Sources: U.S. Treasury, Federal Reserve Board of Governors, and Potomac. Data as of May 5, 2026 for ISM.
That said, the market gets things wrong, and much will depend on whether rising energy prices eventually push through to core inflation metrics, which would imply that inflation is becoming more rooted in the economy. Thus far, there is little sign of that according to our inflation dashboard. While 60% of the metrics we track are coming in hotter, core inflation gauges and wage measures such as average hourly earnings and the employment cost index were either unchanged or even cooler in March (see figure 3). This is encouraging, but the longer the conflict persists, the less likely this dynamic is to hold.
Figure 3. Potomac’s U.S. Inflation Dashboard (January 2026 to Present)

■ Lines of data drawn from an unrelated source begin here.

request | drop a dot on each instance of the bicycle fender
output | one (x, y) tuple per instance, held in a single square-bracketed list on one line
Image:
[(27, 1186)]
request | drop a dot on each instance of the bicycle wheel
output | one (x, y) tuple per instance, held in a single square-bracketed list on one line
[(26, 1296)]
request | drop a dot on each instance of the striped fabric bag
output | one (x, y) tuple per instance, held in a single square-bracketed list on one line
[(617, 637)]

Sources: Bureau of Labor Statistics, Bureau of Economic Analysis, U.S. Treasury, Institute for Supply Management, Federal Reserve Bank of Atlanta, Manhiem, Wall Street Journal, American Automobile Association, and Potomac. Data as of date included in the table.
It may not be fair to view the pandemic as a direct comparison for the current environment, given that supply chain disruptions were far more widespread at that time. However, it does provide a useful illustration of how inflation can evolve. As figure 4 shows, it took nearly a year for sticky price components such as auto insurance, medical care, and housing to follow the path of more flexible prices like commodities.
Figure 4. Atlanta Fed’s Flexible vs. Sticky Consumer Price Indices (YoY%)

Sources: Federal Reserve Bank of Atlanta and Potomac. Data as of March 2026. For additional insights on the items included in the baskets, please see Are Some Prices in the CPI More Forward Looking than Others? We Think So.
This suggests the recent inflation surge is not yet deeply rooted, and we find it encouraging that small businesses have not signaled a broad acceleration in future price hikes. Some respondents have noted that it is becoming increasingly difficult to pass through higher input costs as customers grow more price conscious (see figure 5). This is something we will continue to monitor closely, as it could serve as one of the earliest signs of a broader inflation passthrough.
Figure 5. NFIB Small Business Pricing Plans vs. the Consumer Price Index

Sources: National Federation of Independent Business, Bureau of Labor Statistics, and Potomac. Data as of March 2026. Note: Shaded regions denote periods of U.S. recession.
We do not know exactly where inflation goes from here, but if it becomes more rooted, the risk is that traditional correlations begin to break down and bonds may not provide the same level of protection investors have come to expect. This is not a call for a repeat of 2022, but even a smaller version of that dynamic would have meaningful implications for portfolios. Please see our Bear Market in Diversification piece for additional insights.
Weekly “Keeping it Strait” Highlights:
The Strait of Hormuz remains closed. According to Polymarket, the odds of a permanent ceasefire by June 30 stand at 43%.
The U.S. economic surprise index improved during the week to 32. Durable goods orders and housing starts both beat expectations. The economy is still showing signs of resilience.
Retail gasoline prices have been climbing higher with the national average now at $4.48. This could weigh on activity with the summer driving season approaching.
The U.S. stock market continues to push higher with semiconductors and corporate earnings helping investors to fade geopolitical risks.